Typically a new ICE takes four years to develop, yet OEMs are being given 2.5 years to design, develop and validate the cleanest ICEs ever manufactured.

Behind the scenes, powertrain programs for 2025 are already in progress and now face being revised with additional work to revalidate hardware and software for the now official limits.

“Even though EU7’s headline pollution limits are finally defined, OEM engine-development teams are working without important data from the EU and vital details that define the deliverables of EU7,” said Mahle Powertrain.

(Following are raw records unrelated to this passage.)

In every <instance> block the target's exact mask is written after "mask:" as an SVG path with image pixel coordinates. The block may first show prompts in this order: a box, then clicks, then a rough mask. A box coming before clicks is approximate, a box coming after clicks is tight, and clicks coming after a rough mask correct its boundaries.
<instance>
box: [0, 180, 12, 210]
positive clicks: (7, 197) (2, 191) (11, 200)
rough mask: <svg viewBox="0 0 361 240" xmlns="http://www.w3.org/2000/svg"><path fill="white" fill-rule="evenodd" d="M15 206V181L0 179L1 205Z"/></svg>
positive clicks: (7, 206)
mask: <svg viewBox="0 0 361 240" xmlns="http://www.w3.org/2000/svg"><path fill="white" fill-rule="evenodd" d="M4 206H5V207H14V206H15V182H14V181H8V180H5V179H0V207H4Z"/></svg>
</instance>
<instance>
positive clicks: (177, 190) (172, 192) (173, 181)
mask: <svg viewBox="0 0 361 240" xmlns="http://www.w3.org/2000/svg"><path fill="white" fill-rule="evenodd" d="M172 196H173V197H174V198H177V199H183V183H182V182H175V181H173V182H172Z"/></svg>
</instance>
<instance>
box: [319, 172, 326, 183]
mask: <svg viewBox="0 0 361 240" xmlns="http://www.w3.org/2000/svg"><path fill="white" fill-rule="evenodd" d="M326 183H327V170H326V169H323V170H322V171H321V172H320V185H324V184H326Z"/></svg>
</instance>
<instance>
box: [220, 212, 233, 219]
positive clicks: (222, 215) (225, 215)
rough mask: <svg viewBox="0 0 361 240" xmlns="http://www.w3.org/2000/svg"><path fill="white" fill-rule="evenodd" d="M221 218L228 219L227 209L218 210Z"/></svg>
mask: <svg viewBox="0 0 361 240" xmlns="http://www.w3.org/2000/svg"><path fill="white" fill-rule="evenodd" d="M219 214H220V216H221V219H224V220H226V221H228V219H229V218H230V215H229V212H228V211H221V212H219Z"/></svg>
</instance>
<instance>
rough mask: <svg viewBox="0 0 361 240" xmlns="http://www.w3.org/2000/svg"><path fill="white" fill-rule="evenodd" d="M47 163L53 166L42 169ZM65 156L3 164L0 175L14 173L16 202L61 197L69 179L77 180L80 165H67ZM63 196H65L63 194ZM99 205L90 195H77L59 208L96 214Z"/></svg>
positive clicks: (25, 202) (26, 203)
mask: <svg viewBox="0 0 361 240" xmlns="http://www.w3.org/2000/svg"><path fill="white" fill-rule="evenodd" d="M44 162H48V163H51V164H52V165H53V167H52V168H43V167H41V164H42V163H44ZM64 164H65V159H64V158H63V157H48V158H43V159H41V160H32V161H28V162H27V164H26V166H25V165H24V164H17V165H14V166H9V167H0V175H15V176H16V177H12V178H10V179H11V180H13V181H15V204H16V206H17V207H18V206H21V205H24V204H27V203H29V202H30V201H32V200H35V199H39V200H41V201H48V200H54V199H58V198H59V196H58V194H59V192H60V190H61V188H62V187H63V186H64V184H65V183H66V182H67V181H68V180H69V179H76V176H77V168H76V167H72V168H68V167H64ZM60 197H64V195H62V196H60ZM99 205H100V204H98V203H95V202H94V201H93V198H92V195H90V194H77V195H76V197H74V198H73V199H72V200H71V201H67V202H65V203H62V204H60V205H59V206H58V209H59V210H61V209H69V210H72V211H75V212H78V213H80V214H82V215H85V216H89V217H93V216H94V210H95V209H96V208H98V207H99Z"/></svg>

For example, the EU and its technical advice committee Clove last communicated on the key subject of on-board emissions monitoring in April 2021.

The EU has proposed a 12 month consultation with OEMs while these details are fixed yet also expects OEMs to hit the 2025 production target.

Meanwhile, OEM development engineers aren’t able to work with production-ready sensors, for example with a known accuracy at a range of boundary conditions or tested for durability, for the key pollutants such as NOx and ammonia.

Hardware is available now from tier-one suppliers including Bosch and BorgWarner (through Delphi), but there are fears of insufficient time to go through a lengthy validation process for EU7-appropriate measurements to satisfy European legal requirements.

Product plans may have to be revised, too, and models pulled from the market early. 

What does Euro 7 mean for retailers?

One thought is that there might be new or used-car bargains in dealerships from late 2024 or early 2025 as manufacturers clear out unsold cars ahead of the July 2025 deadline.

Once EU7 is in force, however, dealers and repair garages are very likely to be faced with the difficulty of pinpointing the cause of EML faults.

“The validation for this new diagnostic methodology is to be a significant challenge for OEM’s and only 3.5 years to complete,” said Mahle Powertrain.

The time and cost in workshops while these problems are investigated and repaired may well increase maintenance costs.

What does Euro 7 mean for motorists?

Hyundai tuscon vs vauxhall grandland x vs volvo xc40 front

New-car buyers will have the warm-glow feeling of driving the cleanest ICEs ever made, which the start-up delay will remind them of every time they press the ignition button. Although some may see that as a retrograde step. 

At the same time, it’s highly likely that consumer choice will narrow as we close in on 2024/2025 and some models could be pulled from the market early. 

The inevitability of heavier, taller crossover vehicles dominating the market seems highly likely, because e-cats are about 30% bigger and need 48V electrics, so retrofitting them to existing models may well be impractical – especially in city cars, superminis, sports cars and coupés, where under-bonnet space is at a premium.

The added cost per vehicle is around £500, according to EU estimates, but that doesn’t include increased R&D and manufacturing costs and it is unlikely OEMs will absorb all that hit, so expect prices to go up.

An unintended consequence may well be tighter supply of EVs. With fewer models to sell and less income coming in, EU7 may inadvertently reduce investment in EVs.

In use, there is a strong possibility that EU7 cars are more prone to niggly EML illumination and limp-home mode returns to a dealer.